Why Am I Dancing?

Writers - Tennant/Lowe
First released - 2024
Original album - Nonetheless
Producer - James Ford
Subsequent albums - none
Other releases - none

According to the Pet Shop Boys' February 3, 2024 interview with The Guardian, this is the only song on Nonetheless that specifically refers to the COVID-19 pandemic. It apparently concerns Neil's lockdown habit of dancing by himself on his kitchen floor. (Chris suggested that Kylie Minogue was one of Neil's favorite sources of music to dance to.) The article also notes that this song is a "rewrite"—or as Chris has put it elsewhere, "a dance mix"—of "How Did I Get Here?" a ballad from Naked, a planned "stage show" that the Boys are composing based on the Hans Christian Andersen tale "The Emperor's New Clothes." (You'll recall that their 2011 ballet The Most Incredible Thing is similarly based on an Andersen story.) Whether Naked actually ever comes to fruition or if the precursor to this song will still be a part of it remains to be seen.

Getting back to the song, it kicks off with a simple trumpet fanfare (which recurs later), almost as if it were calling its narrator to attention. Appropriate to the subject of dancing, its upbeat tempo reflects the music—essentially is the music—that he finds himself dancing to.

Why am I dancing when I'm so alone?
What do I have to celebrate here on my own?

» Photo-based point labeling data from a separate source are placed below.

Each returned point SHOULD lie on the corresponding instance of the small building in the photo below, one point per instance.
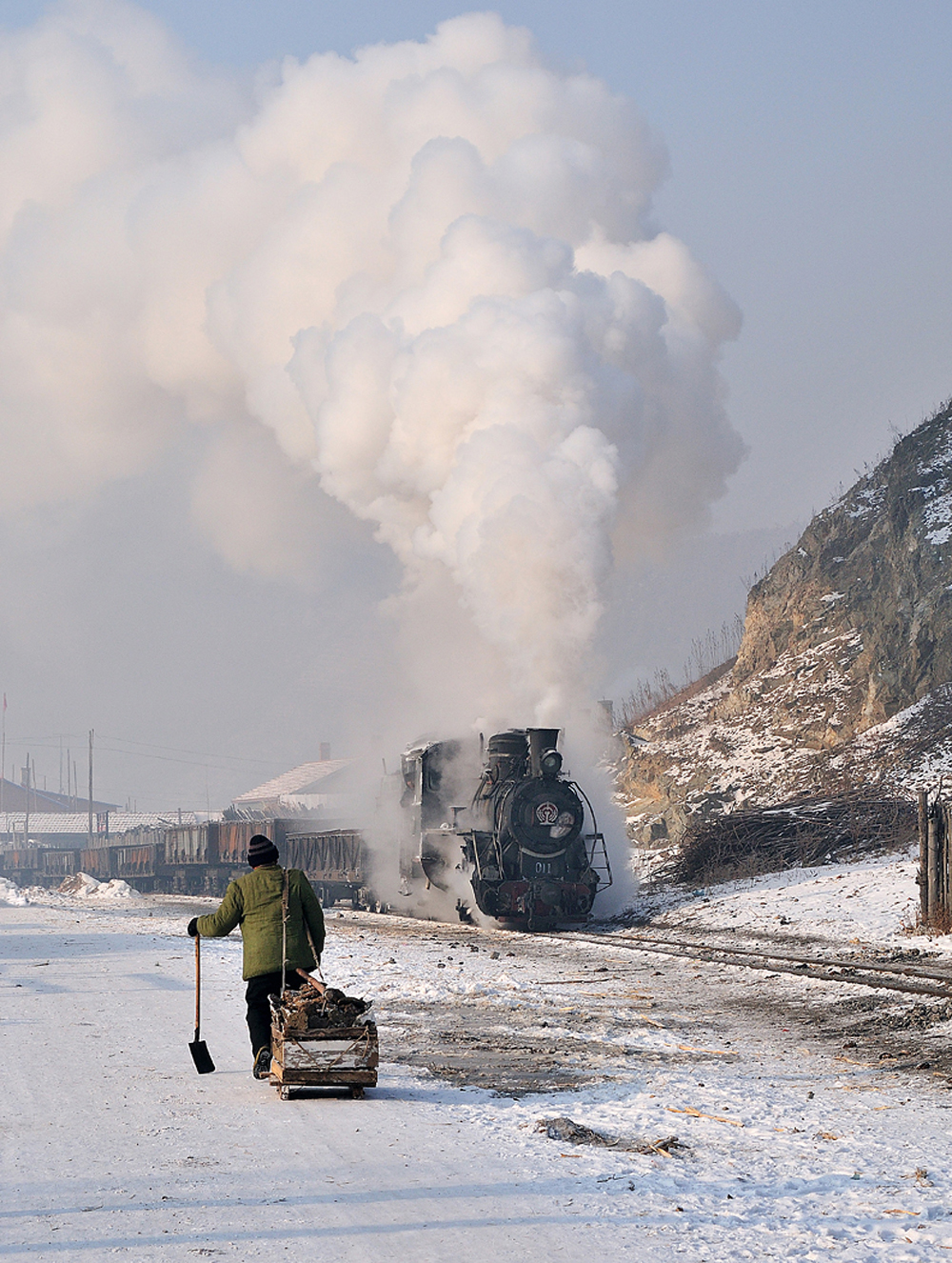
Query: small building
(325, 790)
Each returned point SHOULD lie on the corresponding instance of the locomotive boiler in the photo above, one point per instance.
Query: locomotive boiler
(526, 843)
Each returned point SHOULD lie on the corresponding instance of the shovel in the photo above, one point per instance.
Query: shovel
(198, 1049)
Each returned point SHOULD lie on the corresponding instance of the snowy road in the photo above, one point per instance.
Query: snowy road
(111, 1143)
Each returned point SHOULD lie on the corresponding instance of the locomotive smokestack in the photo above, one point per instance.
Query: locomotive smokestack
(541, 739)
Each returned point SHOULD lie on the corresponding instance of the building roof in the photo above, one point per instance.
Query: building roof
(76, 824)
(14, 798)
(305, 779)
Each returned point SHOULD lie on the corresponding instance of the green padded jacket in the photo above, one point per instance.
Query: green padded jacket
(254, 902)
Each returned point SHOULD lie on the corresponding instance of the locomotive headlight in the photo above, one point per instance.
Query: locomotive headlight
(550, 764)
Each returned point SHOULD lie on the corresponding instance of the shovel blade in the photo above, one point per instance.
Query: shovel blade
(201, 1057)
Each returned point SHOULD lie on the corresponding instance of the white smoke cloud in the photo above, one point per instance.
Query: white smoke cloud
(428, 271)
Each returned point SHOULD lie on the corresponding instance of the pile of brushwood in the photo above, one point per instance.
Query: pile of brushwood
(307, 1010)
(800, 832)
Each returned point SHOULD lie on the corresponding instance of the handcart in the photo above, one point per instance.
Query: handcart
(329, 1056)
(320, 1035)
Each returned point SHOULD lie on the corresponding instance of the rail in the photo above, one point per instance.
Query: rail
(820, 968)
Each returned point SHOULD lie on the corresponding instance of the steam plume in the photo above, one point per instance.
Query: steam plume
(428, 274)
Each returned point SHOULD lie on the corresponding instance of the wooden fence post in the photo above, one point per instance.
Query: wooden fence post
(923, 856)
(933, 867)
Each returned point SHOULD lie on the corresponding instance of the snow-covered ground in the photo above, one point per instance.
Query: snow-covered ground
(874, 902)
(112, 1145)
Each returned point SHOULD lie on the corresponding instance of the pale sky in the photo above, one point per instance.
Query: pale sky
(811, 171)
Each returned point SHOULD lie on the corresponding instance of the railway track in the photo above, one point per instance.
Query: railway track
(892, 977)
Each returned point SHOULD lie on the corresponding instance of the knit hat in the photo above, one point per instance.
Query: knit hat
(262, 851)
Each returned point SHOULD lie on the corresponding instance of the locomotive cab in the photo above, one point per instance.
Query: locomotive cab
(530, 858)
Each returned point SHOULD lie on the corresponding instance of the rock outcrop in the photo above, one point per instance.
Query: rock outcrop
(839, 680)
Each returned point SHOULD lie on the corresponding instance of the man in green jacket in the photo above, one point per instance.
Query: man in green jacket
(255, 903)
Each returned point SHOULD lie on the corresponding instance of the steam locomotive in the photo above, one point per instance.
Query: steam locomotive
(498, 828)
(521, 843)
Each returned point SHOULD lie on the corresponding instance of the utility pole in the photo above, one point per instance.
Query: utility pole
(3, 752)
(91, 735)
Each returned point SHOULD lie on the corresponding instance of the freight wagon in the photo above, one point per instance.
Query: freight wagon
(202, 859)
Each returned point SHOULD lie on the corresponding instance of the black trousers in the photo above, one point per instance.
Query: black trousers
(259, 1011)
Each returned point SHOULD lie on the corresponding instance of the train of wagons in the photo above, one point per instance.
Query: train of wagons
(499, 826)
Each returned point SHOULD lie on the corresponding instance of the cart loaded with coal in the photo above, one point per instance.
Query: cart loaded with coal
(322, 1038)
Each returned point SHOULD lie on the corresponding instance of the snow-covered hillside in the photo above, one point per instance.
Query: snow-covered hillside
(844, 669)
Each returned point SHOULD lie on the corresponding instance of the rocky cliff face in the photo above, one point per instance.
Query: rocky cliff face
(847, 632)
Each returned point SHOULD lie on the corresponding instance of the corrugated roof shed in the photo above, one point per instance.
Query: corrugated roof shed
(306, 778)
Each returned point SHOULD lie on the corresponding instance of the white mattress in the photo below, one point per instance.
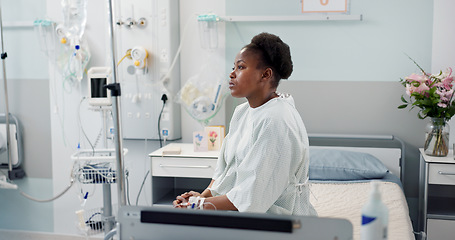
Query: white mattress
(346, 199)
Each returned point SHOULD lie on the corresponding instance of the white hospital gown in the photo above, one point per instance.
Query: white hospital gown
(263, 163)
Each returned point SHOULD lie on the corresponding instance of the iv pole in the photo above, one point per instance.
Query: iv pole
(115, 93)
(8, 134)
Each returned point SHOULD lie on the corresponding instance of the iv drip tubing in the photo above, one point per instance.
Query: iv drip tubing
(8, 137)
(116, 112)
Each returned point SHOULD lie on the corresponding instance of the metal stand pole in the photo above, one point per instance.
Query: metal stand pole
(8, 137)
(107, 195)
(117, 114)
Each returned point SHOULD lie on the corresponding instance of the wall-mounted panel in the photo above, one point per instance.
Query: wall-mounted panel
(373, 49)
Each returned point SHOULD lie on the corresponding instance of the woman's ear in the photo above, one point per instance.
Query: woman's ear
(267, 74)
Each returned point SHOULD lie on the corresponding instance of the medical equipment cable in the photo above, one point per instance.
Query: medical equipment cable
(179, 49)
(142, 185)
(127, 175)
(164, 99)
(116, 108)
(81, 127)
(53, 198)
(5, 85)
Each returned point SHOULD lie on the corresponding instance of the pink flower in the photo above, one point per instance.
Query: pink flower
(410, 89)
(443, 105)
(213, 134)
(422, 88)
(447, 82)
(416, 77)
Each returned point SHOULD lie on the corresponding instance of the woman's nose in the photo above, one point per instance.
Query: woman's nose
(232, 75)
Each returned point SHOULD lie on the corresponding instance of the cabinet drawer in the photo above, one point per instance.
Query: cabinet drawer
(183, 167)
(441, 174)
(438, 229)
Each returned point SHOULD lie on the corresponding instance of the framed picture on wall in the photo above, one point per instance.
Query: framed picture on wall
(325, 6)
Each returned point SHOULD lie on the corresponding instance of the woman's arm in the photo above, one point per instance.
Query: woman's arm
(185, 196)
(219, 203)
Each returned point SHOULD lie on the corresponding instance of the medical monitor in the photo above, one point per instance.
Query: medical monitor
(98, 77)
(139, 222)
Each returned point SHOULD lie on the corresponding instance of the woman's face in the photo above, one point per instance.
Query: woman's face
(245, 76)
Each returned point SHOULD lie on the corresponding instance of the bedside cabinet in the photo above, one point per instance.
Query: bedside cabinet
(437, 195)
(175, 173)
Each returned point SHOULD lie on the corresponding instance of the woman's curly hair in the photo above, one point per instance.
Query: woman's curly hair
(274, 53)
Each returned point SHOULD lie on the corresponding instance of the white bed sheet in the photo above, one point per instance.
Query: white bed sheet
(346, 199)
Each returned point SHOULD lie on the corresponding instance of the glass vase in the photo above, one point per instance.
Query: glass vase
(437, 138)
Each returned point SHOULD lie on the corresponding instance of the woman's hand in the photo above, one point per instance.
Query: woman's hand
(181, 200)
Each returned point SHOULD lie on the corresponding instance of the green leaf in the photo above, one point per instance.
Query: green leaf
(403, 100)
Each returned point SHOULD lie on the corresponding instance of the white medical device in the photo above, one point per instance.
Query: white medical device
(98, 78)
(139, 56)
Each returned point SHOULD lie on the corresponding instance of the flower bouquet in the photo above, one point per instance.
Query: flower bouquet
(433, 94)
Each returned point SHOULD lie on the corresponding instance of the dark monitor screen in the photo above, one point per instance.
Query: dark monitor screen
(97, 87)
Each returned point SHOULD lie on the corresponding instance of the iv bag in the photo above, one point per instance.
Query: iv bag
(203, 94)
(75, 18)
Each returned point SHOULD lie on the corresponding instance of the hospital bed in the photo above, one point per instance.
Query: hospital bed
(340, 177)
(341, 169)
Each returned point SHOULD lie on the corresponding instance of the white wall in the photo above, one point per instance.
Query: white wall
(443, 53)
(64, 107)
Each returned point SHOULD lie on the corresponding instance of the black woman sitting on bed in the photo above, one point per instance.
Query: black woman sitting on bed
(263, 162)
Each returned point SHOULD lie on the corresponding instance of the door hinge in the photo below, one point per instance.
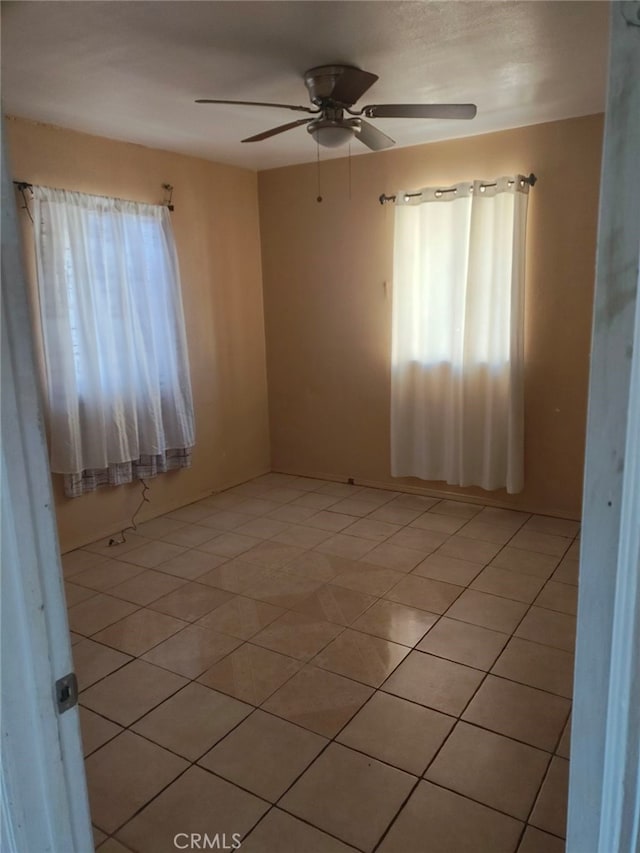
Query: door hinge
(66, 692)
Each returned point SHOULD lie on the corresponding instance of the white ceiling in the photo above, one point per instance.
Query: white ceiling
(131, 70)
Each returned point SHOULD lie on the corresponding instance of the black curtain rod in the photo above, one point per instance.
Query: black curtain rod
(21, 186)
(531, 180)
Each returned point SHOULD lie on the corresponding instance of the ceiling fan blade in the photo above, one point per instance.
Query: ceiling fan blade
(351, 85)
(373, 138)
(275, 130)
(420, 111)
(257, 104)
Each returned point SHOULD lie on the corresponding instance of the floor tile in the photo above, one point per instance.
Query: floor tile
(369, 528)
(97, 612)
(197, 802)
(77, 561)
(130, 692)
(538, 666)
(549, 628)
(439, 684)
(317, 566)
(536, 841)
(106, 574)
(519, 711)
(341, 545)
(567, 572)
(486, 532)
(464, 643)
(507, 584)
(74, 594)
(262, 527)
(301, 536)
(506, 517)
(224, 519)
(395, 514)
(473, 550)
(250, 673)
(491, 769)
(398, 732)
(490, 611)
(146, 587)
(139, 632)
(271, 554)
(349, 795)
(459, 509)
(264, 754)
(394, 557)
(352, 506)
(424, 541)
(554, 526)
(92, 661)
(562, 597)
(230, 544)
(190, 535)
(95, 730)
(192, 720)
(550, 810)
(421, 502)
(361, 657)
(438, 523)
(191, 564)
(112, 548)
(241, 617)
(235, 576)
(191, 651)
(439, 567)
(318, 700)
(297, 635)
(525, 562)
(332, 522)
(152, 554)
(293, 514)
(282, 589)
(125, 774)
(395, 622)
(157, 528)
(543, 543)
(191, 601)
(279, 832)
(363, 577)
(564, 746)
(451, 823)
(256, 506)
(424, 593)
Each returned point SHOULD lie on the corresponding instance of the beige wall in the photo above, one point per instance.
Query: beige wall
(327, 309)
(217, 234)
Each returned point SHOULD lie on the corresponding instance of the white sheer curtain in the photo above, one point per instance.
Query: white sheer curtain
(457, 410)
(117, 372)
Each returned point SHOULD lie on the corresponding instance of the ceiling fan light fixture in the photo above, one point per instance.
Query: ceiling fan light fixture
(332, 133)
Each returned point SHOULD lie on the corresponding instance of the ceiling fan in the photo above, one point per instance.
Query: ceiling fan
(333, 90)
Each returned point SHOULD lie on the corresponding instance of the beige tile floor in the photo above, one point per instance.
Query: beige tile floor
(322, 668)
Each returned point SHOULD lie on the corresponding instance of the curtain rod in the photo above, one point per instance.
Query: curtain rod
(531, 180)
(21, 186)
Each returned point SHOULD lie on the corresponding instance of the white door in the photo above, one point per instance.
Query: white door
(604, 789)
(43, 787)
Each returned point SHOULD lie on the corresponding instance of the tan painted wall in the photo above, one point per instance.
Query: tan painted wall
(217, 234)
(327, 310)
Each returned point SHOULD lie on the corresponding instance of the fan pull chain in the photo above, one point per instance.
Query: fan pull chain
(319, 196)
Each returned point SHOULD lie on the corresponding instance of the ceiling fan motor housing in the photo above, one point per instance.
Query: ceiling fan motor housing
(321, 81)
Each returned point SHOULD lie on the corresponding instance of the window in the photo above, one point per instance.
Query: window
(117, 373)
(457, 341)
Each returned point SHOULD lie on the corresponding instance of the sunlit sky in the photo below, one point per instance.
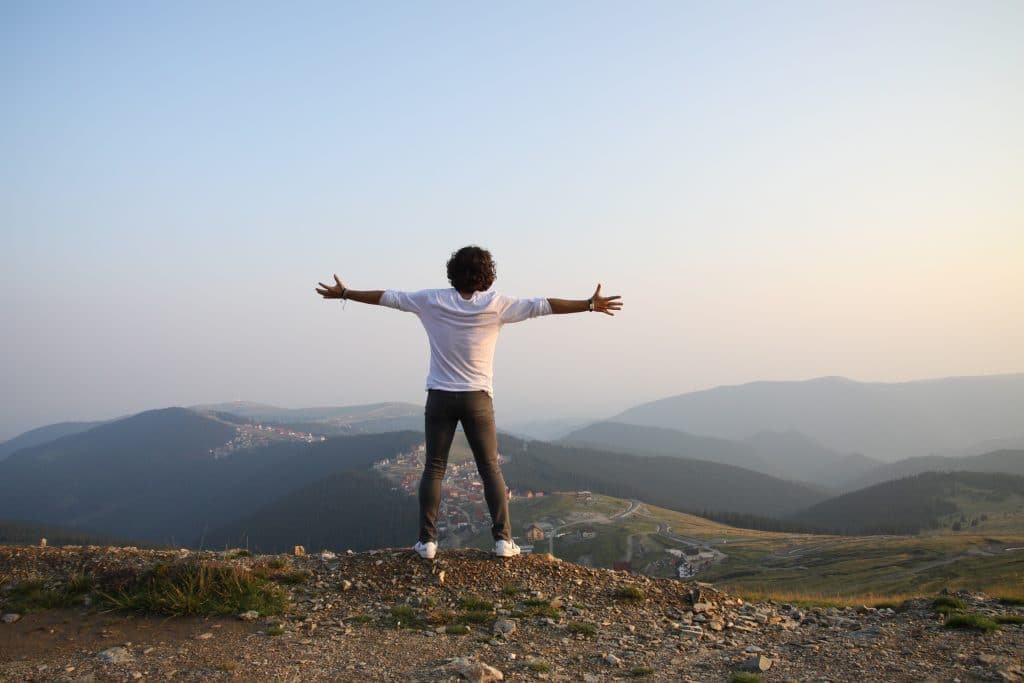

Likely inspired by its source from the aforementioned embryonic stage show, Neil sings that he "may as well be naked" since he has "nothing to hide." Even though one might think there's no reason for him to dance when he's alone, it's the very fact that he is alone that allows him to be in his "comfort zone," where he doesn't have to worry about what anyone else might think or how they might judge him. We all know how that works, don't we?

It's interesting to note that some lines seem to suggest a much younger man, perhaps one who's only now coming to accept himself as he truly is:

I’m starting a new life in a world far away
From the people who brought me up and I disobey

With words like these, it's easy to see why Neil has suggested that Nonetheless may be the Boys' "gay album"—although, to be honest, from this writer's perspective it's difficult to see that it's really much more "gay" than Very or Bilingual.